Random processes produce predictable patterns. That’s what you can’t seem to wrap your head around.
What you demonstrated had parameters that restricted the randomness and even biased the result. At any one point there is only a 50/50 optional chance. There is a cumulative probability. Does Evolution have parameters?
Natural selection is a result of finite organisms living on a planet with finite resources. Nothing in this world, esp.as complex and creative as natural selection, is unavoidable or inevitable. You might as well have said that humanity is the unavoidable consequence of natural selection.
Natural selection was designed by the One Who created organisms and created the environment in which the organisms live. It is designed so that death is not the end, but a new beginning for a new generation with new challenges. Natural selection makes the most of all the resources available, so waste does not poison the system (until humans came along.)
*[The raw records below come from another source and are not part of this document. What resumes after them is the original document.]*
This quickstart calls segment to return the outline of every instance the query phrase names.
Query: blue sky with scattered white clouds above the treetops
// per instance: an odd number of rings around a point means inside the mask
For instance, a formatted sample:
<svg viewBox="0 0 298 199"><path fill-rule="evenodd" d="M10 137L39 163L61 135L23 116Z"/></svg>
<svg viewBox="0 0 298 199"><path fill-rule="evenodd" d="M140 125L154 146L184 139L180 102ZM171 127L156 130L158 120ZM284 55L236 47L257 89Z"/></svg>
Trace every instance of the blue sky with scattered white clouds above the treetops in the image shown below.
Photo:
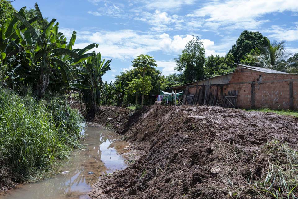
<svg viewBox="0 0 298 199"><path fill-rule="evenodd" d="M59 22L59 31L75 48L97 43L96 52L112 59L103 80L115 81L132 68L140 54L154 56L163 75L177 73L174 58L192 35L204 44L205 57L224 56L243 30L259 31L270 40L285 40L298 52L297 0L15 0L16 10L34 8Z"/></svg>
You might not say that natural selection is designed, but Darwin got the idea from human agricultural practices, and we need to replace current poorly designed ecological practices with well-designed practices. Natural selection is not accidental. It is the way a well-designed system works.
I see it as a strength of the analogy that copying is possible, but not guaranteed. Obviously scribes copy texts, but they also create texts and cobble together mixtures of earlier texts and their comments. So the analogy puts all the options on the table that you also think should be on the table in biology.
Scholars don’t categorize a manuscript as a New Testament text because they assume all a scribe could do is copy, but because they read it and see evidence it is a copy. Similarly, the Dead Sea Scrolls contain a mix of copied texts, original texts, edited texts, and commentaries on texts. Scholars can still tell what is what (even if the lines are blurry). They can distinguish an imperfect copy from an original creation. Just as in biology, heredity is shown by the pattern of similarities and differences, not simply assumed.
Sure, it’s true that now expectations are low that any particular genome is a novel work rather than an imperfect copy. But this is due to the accummulated evidence that biology, unlike scribes, eschews wholly creative productions.
It always was. But you and everyone else refuse to tell me what you think the process actually is and does.
And telling me where to look doesn’t cut it. (see my post elsewhere)
If you really know what you are talking about you would be able to summarise and explain it. And I don’t want a cut and paste job either. That only proves you can look it up. It doesn’t prove you understand a word of it.
Like Mr Dawkins, I want proof that you know the actual theory, and not just the popular and Internet-driven dogmas
Yes. One of those parameters is vertical inheritance. This means mutations in other species don’t cross over into another species. This results in a predictable divergence between species over time. It also produces a nested hierarchy if they share common ancestry.